I don't think the leaders with those backgrounds are any more or less incompotent than ones with any other background.
There is a long British tradition of the children of the privileged serving as gloriously incompetent military officers, before going on to serve with glorious incompetence in other walks of life. But these days the military part is skipped as often as not.
 

Secondly, a fighter should really be the most common and relatable of the classes amongst common people. Someone who adventures by the strength of their arm should be more understandable and less "weird" than someone who casts magic because they have dragon blood, or even someone who casts magic out of their lute.

I think you have fighters confused with rogues here. Those super-strong meatheads who are literally tough enough to stand in front of a dragon are less relatable than even the spellcaster who commands the power of the heavens - but is as vulnerable as a real life person. Now a rogue, someone who knows that they aren't tough enough to stand toe to toe with supernatural enemies and instead needs guile and trickery to come out on top in a literal land of the giants? That's relatable.

This isn't to say that there aren't good stories to be told about fighters - and there's a reason that Superman the straightforward exemplar was, for most of the mid-late 20th century, the most popular DC superhero (only eclipsed by Batman from the mid 80s). But even there Superman doesn't translate to fighter so much as he does Paladin. Has a code, superpowered, and explicitly here as an immigrant to fight for "Truth, Justice, and the American Way."; the appeal isn't the relatability so much as the deliberate larger than life nature.

Thirdly, there's often mention how a fighter has little utility outside of combat. Some people may like that, others may not. A choice like this however, gives those who want that utility to be available to them.

Whether or not the starting fighter dumps CHA or not, I feel that they should have more choices beyond insight and intimidation.

Now this I can fully agree with.

I'm not sure how I would approach the relatability issue differently however. Running a campaign, I might consider altering the DC based on who the audience is. For example, a foppish bard trying to win over a garrison of hardened frontier soldiers should have a harder time IMO than the grizzled fighter in the party who speaks their language.

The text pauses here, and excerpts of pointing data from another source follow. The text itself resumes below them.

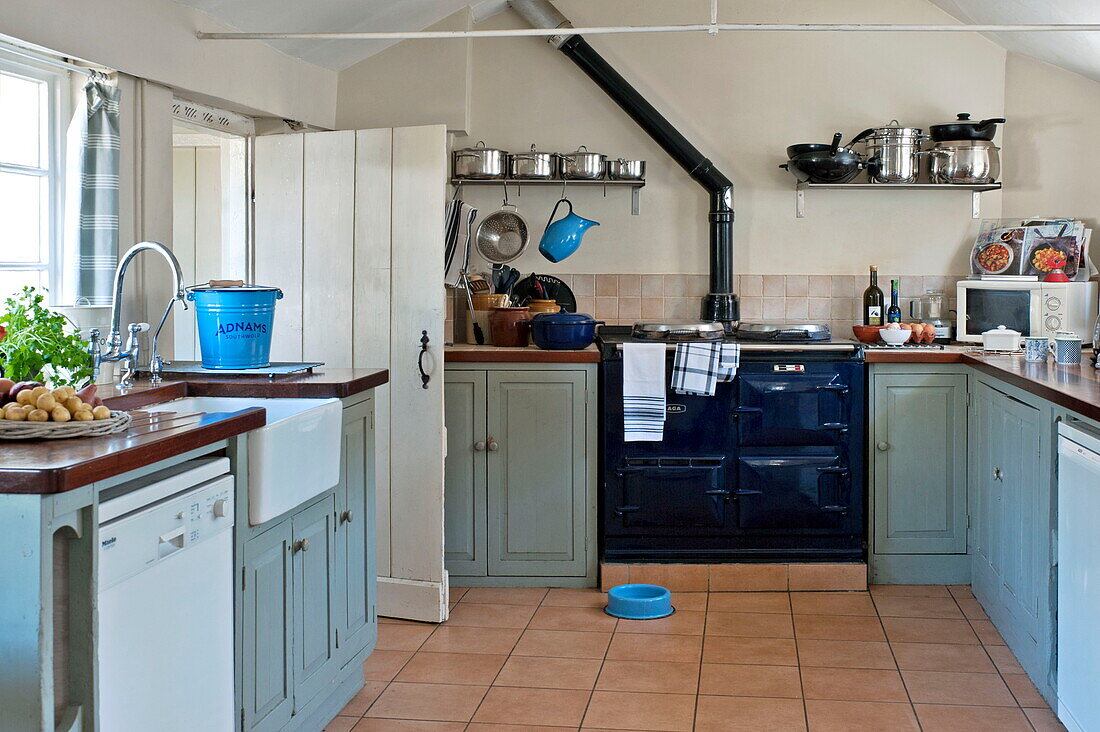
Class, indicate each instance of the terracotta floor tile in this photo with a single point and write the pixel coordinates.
(832, 716)
(1044, 720)
(749, 624)
(749, 602)
(455, 638)
(472, 614)
(1004, 659)
(548, 707)
(691, 601)
(505, 596)
(749, 714)
(832, 603)
(734, 680)
(678, 578)
(403, 637)
(649, 676)
(363, 699)
(838, 627)
(442, 702)
(943, 657)
(953, 688)
(575, 598)
(845, 654)
(572, 619)
(895, 607)
(938, 718)
(383, 665)
(562, 644)
(827, 577)
(543, 673)
(650, 646)
(928, 630)
(733, 649)
(624, 710)
(472, 668)
(1025, 692)
(406, 725)
(911, 590)
(853, 685)
(748, 578)
(971, 609)
(986, 632)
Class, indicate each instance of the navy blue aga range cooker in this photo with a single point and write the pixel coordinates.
(771, 468)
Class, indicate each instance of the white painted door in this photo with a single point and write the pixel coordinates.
(349, 225)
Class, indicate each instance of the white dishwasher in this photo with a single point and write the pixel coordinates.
(1078, 577)
(166, 601)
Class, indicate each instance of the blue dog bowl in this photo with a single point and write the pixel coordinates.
(639, 602)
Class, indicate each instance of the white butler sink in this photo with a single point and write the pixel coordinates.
(293, 458)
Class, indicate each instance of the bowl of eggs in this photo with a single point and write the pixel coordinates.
(36, 412)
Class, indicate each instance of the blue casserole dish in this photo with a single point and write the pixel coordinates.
(561, 331)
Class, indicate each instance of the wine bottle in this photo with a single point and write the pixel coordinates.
(893, 314)
(872, 301)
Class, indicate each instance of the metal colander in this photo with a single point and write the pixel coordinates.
(503, 235)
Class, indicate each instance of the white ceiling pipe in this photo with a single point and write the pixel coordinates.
(707, 28)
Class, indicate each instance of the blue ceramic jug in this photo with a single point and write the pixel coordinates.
(563, 237)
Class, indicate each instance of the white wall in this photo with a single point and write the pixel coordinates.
(155, 40)
(1051, 164)
(741, 99)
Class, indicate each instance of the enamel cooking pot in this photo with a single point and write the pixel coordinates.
(559, 331)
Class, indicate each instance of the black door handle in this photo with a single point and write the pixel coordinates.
(419, 362)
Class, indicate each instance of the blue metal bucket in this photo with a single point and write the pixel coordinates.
(234, 325)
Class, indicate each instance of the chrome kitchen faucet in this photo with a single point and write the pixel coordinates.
(129, 357)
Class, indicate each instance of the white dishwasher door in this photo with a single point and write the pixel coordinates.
(166, 612)
(1078, 578)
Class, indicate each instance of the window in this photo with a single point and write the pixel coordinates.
(31, 175)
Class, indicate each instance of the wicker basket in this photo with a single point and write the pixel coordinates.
(116, 423)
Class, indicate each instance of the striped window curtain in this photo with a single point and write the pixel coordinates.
(91, 200)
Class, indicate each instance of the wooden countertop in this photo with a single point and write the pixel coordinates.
(472, 353)
(57, 466)
(1073, 388)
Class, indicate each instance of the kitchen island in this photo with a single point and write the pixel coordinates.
(297, 652)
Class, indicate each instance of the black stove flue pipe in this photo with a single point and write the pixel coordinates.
(721, 303)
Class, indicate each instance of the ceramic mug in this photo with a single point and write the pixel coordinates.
(1066, 348)
(1035, 349)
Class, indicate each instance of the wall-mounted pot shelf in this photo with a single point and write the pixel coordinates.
(800, 190)
(635, 186)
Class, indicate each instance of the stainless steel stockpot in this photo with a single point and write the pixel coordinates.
(972, 162)
(480, 162)
(582, 164)
(531, 166)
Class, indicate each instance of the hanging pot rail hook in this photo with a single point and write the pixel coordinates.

Meanwhile the same grizzled fighter walks in to a tavern and everyone swallows, terrified of offending him. The fop is far more disarming to civilians because their persona is deliberately non-threatening. And the rogue is an everyman.
 

Micah Sweet

Level Up & OSR Enthusiast
And the company disintegrated shortly after, though not due to faulty social skills.
Not to get into another discussion, but the Fellowship would certainly have broken up by that point anyway, as not everyone was planning on going all the way to Mordor.